Joint Parsimonious Modeling and Model Order Selection for Multivariate Gaussian Mixtures

Open Access
- Author:
- Markley, Scott Conrad
- Graduate Program:
- Electrical Engineering
- Degree:
- Master of Science
- Document Type:
- Master Thesis
- Date of Defense:
- April 10, 2009
- Committee Members:
- David Jonathan Miller, Thesis Advisor/Co-Advisor
David Jonathan Miller, Thesis Advisor/Co-Advisor - Keywords:
- Expectation Maximization
Model Order Selection
Bayesian Information Criterion
Multivariate Gaussian - Abstract:
- Multivariate Gaussian mixtures are widely used in science and engineering for density estimation, model-based data clustering, and statistical classification.

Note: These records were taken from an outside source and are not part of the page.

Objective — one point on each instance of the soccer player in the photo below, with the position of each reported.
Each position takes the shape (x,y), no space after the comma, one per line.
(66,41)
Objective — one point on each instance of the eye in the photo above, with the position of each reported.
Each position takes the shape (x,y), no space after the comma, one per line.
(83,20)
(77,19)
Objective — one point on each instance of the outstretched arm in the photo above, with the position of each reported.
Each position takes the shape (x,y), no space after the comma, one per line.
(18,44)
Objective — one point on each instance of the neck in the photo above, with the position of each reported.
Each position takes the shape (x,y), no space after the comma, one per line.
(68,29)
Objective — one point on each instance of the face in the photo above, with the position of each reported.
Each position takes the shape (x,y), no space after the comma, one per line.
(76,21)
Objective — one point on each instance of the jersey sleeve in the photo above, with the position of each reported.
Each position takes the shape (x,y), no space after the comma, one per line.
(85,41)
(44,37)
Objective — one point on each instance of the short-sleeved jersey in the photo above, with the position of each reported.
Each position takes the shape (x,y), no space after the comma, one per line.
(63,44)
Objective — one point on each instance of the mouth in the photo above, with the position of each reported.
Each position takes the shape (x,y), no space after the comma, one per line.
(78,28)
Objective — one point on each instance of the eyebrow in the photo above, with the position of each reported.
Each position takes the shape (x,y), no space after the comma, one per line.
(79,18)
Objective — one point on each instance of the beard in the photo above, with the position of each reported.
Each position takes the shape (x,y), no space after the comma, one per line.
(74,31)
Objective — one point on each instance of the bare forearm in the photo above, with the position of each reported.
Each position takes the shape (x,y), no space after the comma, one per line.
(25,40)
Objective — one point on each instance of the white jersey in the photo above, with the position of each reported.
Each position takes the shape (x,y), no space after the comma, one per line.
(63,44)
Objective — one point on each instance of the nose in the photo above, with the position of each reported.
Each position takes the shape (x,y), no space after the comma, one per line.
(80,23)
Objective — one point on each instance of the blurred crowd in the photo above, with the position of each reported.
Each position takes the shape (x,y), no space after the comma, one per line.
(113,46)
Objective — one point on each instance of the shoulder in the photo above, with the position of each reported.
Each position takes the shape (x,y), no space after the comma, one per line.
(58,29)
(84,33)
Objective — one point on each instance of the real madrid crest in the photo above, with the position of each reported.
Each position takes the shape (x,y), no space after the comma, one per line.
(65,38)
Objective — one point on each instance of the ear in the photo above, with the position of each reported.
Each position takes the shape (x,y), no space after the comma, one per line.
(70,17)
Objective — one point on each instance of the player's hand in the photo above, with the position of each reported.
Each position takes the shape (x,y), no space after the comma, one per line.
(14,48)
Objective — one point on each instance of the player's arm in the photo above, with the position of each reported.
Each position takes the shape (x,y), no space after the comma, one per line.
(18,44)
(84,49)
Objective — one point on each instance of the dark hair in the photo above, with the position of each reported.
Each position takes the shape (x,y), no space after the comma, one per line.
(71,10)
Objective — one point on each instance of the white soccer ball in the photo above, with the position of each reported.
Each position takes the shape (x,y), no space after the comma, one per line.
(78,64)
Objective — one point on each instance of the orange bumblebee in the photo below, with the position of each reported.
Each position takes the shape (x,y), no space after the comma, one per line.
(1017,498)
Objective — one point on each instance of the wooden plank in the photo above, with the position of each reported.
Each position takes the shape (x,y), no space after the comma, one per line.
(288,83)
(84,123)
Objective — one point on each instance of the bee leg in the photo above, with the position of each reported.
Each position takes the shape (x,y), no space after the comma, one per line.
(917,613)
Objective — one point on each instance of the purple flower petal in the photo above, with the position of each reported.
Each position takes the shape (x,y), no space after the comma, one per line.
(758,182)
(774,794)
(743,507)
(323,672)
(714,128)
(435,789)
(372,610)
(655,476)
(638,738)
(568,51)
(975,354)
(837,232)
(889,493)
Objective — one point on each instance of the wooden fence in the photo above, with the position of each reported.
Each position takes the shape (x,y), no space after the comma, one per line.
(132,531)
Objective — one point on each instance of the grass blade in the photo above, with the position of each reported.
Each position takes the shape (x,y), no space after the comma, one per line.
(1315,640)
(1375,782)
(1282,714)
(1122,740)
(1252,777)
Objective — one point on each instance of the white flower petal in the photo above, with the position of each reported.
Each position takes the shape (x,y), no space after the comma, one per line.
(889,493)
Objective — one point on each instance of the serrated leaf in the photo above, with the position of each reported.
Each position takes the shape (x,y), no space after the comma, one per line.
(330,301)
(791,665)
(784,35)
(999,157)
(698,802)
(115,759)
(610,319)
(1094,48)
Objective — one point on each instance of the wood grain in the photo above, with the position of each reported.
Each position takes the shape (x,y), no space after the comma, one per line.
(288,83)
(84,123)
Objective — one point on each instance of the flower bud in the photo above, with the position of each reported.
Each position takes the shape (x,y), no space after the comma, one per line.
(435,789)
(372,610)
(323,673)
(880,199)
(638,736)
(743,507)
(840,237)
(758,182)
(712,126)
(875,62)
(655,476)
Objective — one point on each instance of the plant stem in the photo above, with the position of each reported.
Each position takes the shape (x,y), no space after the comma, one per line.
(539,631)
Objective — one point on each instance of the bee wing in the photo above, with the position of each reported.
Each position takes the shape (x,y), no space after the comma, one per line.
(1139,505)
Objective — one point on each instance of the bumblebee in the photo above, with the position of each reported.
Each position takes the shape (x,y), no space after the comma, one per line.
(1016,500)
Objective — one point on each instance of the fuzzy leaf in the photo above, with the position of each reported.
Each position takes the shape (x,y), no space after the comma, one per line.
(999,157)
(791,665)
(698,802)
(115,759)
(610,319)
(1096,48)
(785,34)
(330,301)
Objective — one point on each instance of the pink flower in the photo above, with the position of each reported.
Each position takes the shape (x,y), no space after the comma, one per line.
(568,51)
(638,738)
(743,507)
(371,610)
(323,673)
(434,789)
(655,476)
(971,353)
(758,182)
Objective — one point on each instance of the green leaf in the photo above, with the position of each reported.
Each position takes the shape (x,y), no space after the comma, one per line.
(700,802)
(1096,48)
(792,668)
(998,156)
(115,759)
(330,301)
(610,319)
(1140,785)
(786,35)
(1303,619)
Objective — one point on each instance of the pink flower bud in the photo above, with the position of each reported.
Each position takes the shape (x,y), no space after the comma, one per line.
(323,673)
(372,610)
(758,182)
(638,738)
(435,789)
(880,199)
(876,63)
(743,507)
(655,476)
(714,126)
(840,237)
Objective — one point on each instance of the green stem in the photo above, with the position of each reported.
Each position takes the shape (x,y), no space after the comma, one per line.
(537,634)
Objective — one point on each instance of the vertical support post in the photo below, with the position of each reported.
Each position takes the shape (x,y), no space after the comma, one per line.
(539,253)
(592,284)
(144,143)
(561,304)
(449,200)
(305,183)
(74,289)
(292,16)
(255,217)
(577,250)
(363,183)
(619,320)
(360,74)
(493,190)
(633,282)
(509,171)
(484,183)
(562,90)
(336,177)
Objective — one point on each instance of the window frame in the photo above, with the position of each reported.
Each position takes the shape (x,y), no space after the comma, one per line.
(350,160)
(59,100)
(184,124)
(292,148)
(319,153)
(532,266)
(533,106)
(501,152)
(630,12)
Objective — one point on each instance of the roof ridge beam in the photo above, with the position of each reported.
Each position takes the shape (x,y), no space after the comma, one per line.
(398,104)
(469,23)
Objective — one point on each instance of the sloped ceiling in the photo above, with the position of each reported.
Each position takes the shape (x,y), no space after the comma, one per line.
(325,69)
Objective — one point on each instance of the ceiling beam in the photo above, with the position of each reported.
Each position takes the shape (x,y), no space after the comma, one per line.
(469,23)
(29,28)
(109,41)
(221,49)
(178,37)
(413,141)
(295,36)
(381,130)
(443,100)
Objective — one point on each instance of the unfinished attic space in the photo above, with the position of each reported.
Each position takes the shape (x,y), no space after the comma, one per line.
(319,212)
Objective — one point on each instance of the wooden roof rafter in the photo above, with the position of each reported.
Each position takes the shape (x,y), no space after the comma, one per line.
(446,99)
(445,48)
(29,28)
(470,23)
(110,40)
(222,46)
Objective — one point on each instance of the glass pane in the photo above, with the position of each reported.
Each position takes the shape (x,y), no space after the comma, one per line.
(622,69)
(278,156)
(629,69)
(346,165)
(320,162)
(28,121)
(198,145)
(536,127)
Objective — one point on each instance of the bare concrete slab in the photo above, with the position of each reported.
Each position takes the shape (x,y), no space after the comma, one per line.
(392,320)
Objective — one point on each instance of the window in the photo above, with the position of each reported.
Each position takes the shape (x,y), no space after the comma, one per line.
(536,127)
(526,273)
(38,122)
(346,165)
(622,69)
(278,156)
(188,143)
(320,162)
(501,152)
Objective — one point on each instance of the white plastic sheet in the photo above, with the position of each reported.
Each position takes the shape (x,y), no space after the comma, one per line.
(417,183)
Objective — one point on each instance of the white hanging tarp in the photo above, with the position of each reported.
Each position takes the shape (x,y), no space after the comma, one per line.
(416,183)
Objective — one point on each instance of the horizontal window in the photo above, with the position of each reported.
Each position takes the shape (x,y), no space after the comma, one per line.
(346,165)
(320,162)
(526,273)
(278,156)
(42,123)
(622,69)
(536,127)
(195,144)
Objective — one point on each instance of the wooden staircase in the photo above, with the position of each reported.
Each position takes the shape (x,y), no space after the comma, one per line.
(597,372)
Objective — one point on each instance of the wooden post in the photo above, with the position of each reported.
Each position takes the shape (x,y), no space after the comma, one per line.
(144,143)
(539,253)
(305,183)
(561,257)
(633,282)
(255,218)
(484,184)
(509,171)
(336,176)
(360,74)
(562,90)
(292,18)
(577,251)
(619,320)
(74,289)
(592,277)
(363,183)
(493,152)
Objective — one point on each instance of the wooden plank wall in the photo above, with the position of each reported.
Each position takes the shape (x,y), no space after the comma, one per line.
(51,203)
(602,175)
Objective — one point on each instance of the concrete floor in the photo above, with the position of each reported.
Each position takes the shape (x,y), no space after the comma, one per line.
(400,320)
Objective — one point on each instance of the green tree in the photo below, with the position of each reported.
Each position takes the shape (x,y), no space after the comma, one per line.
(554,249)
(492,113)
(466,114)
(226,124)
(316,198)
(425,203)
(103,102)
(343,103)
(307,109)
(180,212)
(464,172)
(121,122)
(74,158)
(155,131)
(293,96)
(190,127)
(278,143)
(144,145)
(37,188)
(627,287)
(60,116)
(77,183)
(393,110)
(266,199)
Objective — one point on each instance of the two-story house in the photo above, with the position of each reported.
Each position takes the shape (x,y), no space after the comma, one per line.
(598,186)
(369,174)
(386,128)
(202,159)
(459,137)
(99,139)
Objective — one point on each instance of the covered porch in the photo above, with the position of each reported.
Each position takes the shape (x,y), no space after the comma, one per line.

A difficult problem, of special interest for clustering, is estimating the model order, i.e. the number of mixture components. Use of full covariance matrices, with number of parameters quadratic in the feature dimension, entails high model complexity, and thus may underestimate order, while naive Bayes mixtures may introduce model bias and lead to order overestimates. We develop a parsimonious modeling and model order selection method for multivariate Gaussian mixtures which allows for and optimizes over parameter tying configurations across mixture components applied to each individual parameter, including the covariates. We derive a generalized Expectation-Maximization algorithm for (BIC-based) penalized likelihood minimization. This algorithm, coupled with sequential model order reduction, forms our joint learning and model selection method. Our method searches over a rich space of models with different (data representation, model complexity) tradeoffs and, consistent with minimizing BIC, achieves fine-grained matching of model complexity to the amount of available data. We have found our method to be effective and largely robust in learning accurate model orders and parameter-tying structures for simulated ground-truth mixtures. We also compared against naive Bayes and standard full-covariance Gaussian mixtures for several different criteria: i) accuracy in estimating the number of (ground-truth) components; ii) test set log-likelihood; iii) unsupervised (and semisupervised) classification accuracy; and iv) accuracy when class-conditional mixtures are used in a plug-in Bayes classifier. The results bear out that our parsimonious mixtures and coupled learning give improved accuracy with respect to each of these performance measures.